RosemaryWoodhouse · 24/06/2007 17:10

Next time the school call you, you should march him into the class, pull down his trousers and spank him on his bottom in front of his fellow pupils. Hopefully he won't do him again because he want the school to call you.

Caz10 · 24/06/2007 20:04

Meant to add that never at any point in these procedings did we call the child's parents - but just wanted to make the point that if a child refuses to do something, there is a limit to what the school can do to make them!
I would be more concerned about WHY your child has done this. It is not very common and surely indicates that there is something else going on, either with him or with his school experience. How the school handles it is less of a concern than finding out what the problem is.

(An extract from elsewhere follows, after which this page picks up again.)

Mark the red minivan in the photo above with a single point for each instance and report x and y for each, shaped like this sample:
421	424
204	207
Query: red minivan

Ladymuck · 24/06/2007 20:12

How long had your ds2 been in the playground for on these occasions? There simply must be something else going on here.

Elasticwoman · 24/06/2007 20:24

Is Ms Woodhouse the one who used to be on telly training dogs?

I think the OP might try to clarify the law on physical co-ercion of pupils. I have recently taught in a special school for ebd kids (emotional/behavioural disturbed) where it was ok for kids to be physically restrained where necessary, but needed to be done by specially trained staff. There was a classroom assistant who used to be a prison officer! I don't know whether it was legal just because it was a Special school, or because the staff were specially trained in safe methods of restraint.

It may be a moot point whether the mother should be called (although I personally find it very wet of the school) but there is no excuse for not punishing the child in school by loss of playtime or some other similar sanction.

Doesn't matter how "nice" the area is - children will still test the boundaries in any school.

MrsWho · 24/06/2007 20:41

I work in a SN school and we are allowed to restrain /move children BUT we have been trained and parents are always informed of the incident

cat64 · 24/06/2007 21:06

This reply has been deleted

Message withdrawn

MrsWho · 24/06/2007 21:20

Ours has a clause about if it sets a precedent for disruptive behaviour (something like that has been a while since I looked at it ) may come under that (just about?)if it is constant?

Noellefielding · 24/06/2007 21:51

I agree that physical force is very difficult for schools to use - if a child of 6 refuses a reasonable request - there must be more going on here. Do you know how long the child was reasoned with? As a parent governor we have been told how extremely careful staff must be before they lay a finger on a child.

I would work with the school and get to the bottom of it. The quickest solutions in schools seem to be when school and home work together and respect each other.